# Chapter 8 Sequential Monte Carlo and MCEM

The NIMBLE algorithm library is growing and as of version 0.6-7 includes a suite of Sequential Monte Carlo algorithms as well as a more robust MCEM and k-fold cross-validation.

## 8.1 Particle Filters / Sequential Monte Carlo

### 8.1.1 Filtering Algorithms

NIMBLE includes algorithms for four different types of sequential Monte Carlo (also known as particle filters), which can be used to sample from the latent states and approximate the log likelihood of a state space model. The particle filters currently implemented in NIMBLE are the bootstrap filter, the auxiliary particle filter, the Liu-West filter, and the ensemble Kalman filter, which can be built, respectively, with calls to `buildBootstrapFilter`

, `buildAuxiliaryFilter`

, `buildLiuWestFilter`

, and `buildEnsembleKF`

. Each particle filter requires setup arguments `model`

and `nodes`

; the latter should be a character vector specifying latent model nodes. In addition, each particle filter can be customized using a `control`

list argument. Details on the control options and specifics of the filtering algorithms can be found in the help pages for the functions.
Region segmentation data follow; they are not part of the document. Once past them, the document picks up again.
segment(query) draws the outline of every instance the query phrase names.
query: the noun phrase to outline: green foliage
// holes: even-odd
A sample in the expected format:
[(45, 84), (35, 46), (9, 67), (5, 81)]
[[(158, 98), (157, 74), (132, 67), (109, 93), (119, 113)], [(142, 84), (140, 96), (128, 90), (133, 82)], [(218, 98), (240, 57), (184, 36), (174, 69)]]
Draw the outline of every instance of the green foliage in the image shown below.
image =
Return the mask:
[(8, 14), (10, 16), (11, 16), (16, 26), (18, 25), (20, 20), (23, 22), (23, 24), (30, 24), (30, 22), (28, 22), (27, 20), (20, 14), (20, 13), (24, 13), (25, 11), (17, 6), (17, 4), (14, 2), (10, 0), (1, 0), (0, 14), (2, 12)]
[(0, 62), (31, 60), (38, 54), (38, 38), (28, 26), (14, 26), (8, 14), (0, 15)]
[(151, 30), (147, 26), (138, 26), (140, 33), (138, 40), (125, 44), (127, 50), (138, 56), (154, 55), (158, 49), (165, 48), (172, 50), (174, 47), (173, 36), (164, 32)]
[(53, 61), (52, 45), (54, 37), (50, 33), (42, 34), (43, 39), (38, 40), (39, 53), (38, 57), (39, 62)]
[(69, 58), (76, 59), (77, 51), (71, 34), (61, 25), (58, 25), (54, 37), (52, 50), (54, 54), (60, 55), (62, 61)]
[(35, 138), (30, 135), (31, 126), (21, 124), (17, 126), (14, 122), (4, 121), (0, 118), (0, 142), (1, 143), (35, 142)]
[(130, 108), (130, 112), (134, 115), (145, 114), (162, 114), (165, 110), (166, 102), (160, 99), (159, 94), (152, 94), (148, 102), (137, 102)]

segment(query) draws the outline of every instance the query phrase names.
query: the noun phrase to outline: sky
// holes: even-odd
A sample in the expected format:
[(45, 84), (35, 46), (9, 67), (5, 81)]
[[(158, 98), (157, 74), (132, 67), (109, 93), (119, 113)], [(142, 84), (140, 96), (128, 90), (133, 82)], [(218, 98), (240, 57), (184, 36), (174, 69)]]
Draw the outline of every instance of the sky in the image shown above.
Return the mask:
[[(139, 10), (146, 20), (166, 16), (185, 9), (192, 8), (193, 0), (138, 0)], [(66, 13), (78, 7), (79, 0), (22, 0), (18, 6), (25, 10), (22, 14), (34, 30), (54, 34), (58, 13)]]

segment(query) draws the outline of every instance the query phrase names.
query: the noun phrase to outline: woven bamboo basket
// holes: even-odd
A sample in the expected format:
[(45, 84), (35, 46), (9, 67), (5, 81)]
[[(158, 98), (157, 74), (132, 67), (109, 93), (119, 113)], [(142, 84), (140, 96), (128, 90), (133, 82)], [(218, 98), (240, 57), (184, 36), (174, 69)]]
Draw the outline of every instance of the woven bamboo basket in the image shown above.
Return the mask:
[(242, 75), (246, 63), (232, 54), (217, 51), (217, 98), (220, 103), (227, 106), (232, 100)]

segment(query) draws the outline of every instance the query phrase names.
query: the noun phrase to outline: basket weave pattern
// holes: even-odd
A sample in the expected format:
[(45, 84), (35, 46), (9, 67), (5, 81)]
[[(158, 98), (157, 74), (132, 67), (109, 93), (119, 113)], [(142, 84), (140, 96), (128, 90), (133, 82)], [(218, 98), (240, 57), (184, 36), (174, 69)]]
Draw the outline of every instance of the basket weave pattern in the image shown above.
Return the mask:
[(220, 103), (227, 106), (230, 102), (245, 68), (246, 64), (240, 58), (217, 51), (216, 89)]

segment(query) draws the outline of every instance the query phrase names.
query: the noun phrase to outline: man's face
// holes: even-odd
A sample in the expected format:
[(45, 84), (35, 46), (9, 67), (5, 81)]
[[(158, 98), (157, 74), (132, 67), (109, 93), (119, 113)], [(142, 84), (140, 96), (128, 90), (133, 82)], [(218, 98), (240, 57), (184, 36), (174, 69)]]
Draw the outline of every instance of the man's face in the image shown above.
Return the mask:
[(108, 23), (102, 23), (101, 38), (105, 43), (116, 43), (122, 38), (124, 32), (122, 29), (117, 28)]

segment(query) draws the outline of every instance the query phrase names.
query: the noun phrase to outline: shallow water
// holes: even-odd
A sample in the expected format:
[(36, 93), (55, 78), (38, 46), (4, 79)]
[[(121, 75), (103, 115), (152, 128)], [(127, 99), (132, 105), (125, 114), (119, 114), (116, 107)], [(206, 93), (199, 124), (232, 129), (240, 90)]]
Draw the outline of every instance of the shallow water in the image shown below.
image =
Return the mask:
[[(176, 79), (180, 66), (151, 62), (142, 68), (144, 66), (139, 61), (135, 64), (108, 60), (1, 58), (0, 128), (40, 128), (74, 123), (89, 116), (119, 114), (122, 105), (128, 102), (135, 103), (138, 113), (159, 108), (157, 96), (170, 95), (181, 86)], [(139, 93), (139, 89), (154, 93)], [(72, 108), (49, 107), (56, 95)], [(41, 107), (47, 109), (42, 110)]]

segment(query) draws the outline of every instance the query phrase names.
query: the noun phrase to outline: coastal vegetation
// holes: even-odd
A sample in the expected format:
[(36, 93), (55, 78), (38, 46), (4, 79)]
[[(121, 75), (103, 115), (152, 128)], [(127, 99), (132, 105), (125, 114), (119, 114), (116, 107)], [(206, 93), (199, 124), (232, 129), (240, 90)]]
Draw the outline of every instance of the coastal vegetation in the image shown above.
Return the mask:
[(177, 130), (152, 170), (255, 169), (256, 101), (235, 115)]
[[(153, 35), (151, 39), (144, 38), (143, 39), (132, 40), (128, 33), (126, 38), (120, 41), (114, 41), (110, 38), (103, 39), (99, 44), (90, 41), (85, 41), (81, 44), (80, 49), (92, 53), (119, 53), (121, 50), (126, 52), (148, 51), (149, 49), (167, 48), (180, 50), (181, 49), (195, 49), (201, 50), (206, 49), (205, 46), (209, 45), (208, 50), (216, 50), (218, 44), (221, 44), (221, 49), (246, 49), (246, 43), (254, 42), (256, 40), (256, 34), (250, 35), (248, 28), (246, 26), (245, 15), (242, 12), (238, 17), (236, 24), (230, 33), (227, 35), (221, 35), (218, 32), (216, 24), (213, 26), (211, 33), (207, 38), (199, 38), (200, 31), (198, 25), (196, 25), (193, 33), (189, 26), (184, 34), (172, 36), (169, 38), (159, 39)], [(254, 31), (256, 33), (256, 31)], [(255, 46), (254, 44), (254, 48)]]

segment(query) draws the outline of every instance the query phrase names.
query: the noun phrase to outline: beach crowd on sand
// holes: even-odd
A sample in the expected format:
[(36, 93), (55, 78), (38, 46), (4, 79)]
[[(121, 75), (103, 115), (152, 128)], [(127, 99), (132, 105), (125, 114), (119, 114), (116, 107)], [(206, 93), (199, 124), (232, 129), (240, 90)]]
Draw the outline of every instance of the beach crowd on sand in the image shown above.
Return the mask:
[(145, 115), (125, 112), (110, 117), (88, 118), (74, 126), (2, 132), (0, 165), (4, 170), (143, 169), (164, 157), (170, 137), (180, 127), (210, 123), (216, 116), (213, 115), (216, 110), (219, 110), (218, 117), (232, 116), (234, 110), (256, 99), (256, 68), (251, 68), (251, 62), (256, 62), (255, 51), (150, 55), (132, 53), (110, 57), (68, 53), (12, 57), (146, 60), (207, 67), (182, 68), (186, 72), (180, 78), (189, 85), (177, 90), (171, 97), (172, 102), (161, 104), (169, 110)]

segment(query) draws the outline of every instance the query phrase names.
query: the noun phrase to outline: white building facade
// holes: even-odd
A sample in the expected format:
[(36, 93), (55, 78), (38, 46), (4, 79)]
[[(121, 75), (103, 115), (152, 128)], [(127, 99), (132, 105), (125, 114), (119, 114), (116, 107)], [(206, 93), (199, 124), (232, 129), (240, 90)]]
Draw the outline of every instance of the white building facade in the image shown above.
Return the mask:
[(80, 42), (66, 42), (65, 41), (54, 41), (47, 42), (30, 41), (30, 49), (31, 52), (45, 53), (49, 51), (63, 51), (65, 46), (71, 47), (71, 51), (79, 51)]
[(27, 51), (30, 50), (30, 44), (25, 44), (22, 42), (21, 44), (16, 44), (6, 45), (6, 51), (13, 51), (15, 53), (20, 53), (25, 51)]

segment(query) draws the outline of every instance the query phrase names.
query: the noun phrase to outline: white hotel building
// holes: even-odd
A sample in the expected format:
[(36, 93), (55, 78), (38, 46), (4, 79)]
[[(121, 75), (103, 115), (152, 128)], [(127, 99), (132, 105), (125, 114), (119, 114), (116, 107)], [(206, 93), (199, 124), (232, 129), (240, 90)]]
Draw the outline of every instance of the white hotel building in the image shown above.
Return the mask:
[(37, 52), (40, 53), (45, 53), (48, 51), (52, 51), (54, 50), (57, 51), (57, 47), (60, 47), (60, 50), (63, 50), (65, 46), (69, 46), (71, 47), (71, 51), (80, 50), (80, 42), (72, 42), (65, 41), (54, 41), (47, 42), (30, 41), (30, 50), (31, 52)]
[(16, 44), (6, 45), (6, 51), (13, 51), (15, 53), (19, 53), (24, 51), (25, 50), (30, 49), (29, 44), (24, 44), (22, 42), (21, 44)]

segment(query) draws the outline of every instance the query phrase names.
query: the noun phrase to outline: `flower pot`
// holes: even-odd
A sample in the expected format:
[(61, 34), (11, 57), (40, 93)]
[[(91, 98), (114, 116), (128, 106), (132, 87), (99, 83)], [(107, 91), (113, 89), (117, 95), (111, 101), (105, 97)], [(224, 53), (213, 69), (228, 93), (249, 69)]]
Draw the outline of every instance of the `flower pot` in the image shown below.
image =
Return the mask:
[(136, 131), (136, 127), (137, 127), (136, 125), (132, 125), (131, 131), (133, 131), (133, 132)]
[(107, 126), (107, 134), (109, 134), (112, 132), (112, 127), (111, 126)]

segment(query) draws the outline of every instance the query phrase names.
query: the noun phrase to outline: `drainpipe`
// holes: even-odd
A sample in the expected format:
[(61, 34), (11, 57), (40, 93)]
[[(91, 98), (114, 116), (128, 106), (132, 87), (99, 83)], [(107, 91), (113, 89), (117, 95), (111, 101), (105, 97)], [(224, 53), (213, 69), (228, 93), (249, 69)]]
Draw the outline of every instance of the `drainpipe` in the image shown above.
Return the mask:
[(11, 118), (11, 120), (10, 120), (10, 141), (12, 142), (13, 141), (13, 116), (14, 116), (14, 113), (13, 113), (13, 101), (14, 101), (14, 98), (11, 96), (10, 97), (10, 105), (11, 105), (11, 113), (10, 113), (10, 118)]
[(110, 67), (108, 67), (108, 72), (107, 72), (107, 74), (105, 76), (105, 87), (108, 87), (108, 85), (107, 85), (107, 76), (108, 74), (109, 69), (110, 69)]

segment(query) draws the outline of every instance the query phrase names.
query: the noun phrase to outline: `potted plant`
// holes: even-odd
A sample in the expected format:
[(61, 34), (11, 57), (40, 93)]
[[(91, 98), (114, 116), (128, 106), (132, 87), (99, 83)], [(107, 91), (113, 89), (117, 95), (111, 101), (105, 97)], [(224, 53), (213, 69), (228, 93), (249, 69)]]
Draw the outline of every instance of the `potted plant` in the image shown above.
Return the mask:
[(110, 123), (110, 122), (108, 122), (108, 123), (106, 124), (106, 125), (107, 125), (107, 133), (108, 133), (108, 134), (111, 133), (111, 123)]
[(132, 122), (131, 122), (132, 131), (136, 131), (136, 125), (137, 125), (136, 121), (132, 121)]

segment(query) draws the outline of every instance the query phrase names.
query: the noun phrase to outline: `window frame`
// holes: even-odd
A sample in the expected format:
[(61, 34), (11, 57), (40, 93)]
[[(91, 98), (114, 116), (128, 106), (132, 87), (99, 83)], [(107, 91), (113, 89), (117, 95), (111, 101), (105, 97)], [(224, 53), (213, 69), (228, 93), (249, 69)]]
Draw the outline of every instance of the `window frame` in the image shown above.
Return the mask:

Once built, each filter can be run by specifying the number of particles. Each filter has a modelValues object named `mvEWSamples`

that is populated with equally-weighted samples from the posterior distribution of the latent states (and in the case of the Liu-West filter, the posterior distribution of the top level parameters as well) as the filter is run. The bootstrap, auxiliary, and Liu-West filters also have another modelValues object, `mvWSamples`

, which has unequally-weighted samples from the posterior distribution of the latent states, along with weights for each particle. In addition, the bootstrap and auxiliary particle filters return estimates of the log-likelihood of the given state space model.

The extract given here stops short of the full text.